スマホ大手の栄耀(Honor)は1月10日、フォルダブル・スマホの新機種「Magic V」を発表した。過去1カ月の間にフォルダブルの新製品をお披露目したのは同社が3社目だ。OPPO(オッポ)は2021年12月15日、同社初のフォルダブル・スマホ「Find N」を発表。12月23日には華為技術(ファーウェイ)が縦開き式の「P50 Pocket」を発表した。
栄耀のMagic Vは、中国のパネル大手の京東方科技集団(BOE)から独占供給を受けるフレキシブル有機ELディスプレーを搭載。端末を畳んだ状態でもアプリを操作できるように、本体の外側と内側の両方にディスプレーを配置している。
そのうち外側には6.45インチの通常のディスプレー、内側には7.9インチのフォルダブル・ディスプレーを搭載。プロセッサーにはクアルコムの最新ハイエンド・チップの「スナップドラゴン8」を採用し、価格は9999元(約18万円)からだ。
2021年7~9月期の出荷台数は4.7%減
フォルダブル・スマホは2018年に登場したが、価格は安い機種でも1万元(約18万円)以上、高いものは2万元(約36万円)前後が当たり前だった。しかし最近の新製品は、最低価格が1万元を切るレベルに下がってきている。OPPOのFind Nの価格は7699元(約14万円)から、ファーウェイのP50 Pocketは8988元(約16万円)からだ。
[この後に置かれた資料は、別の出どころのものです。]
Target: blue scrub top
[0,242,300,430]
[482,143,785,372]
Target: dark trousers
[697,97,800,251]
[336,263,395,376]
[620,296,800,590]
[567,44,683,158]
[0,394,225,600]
価格の低下は消費者にとっては朗報だが、メーカー関係者の心境は複雑だ。「フォルダブル・スマホの相次ぐ発表は、中国スマホ業界の過当競争ぶりを象徴している」。ある大手スマホメーカーの社員はそう嘆く。
中国ではスマホの普及がすでに飽和状態に達している。市場調査会社のIDCのデータによれば、2021年7~9月期の中国市場のスマホ出荷台数は約8080万台と、前年同期より4.7%減少した。
2021年7~9月期の出荷台数に占めるメーカー別のシェアは、首位のvivo(ビーボ)が22.1%。第2位以下はOPPOが19.9%、栄耀が17.3%、小米(シャオミ)が13.6%、アップルが13.0%と続く。各社のシェアは数%刻みで拮抗しており、限られた市場のパイを激しく奪い合っている。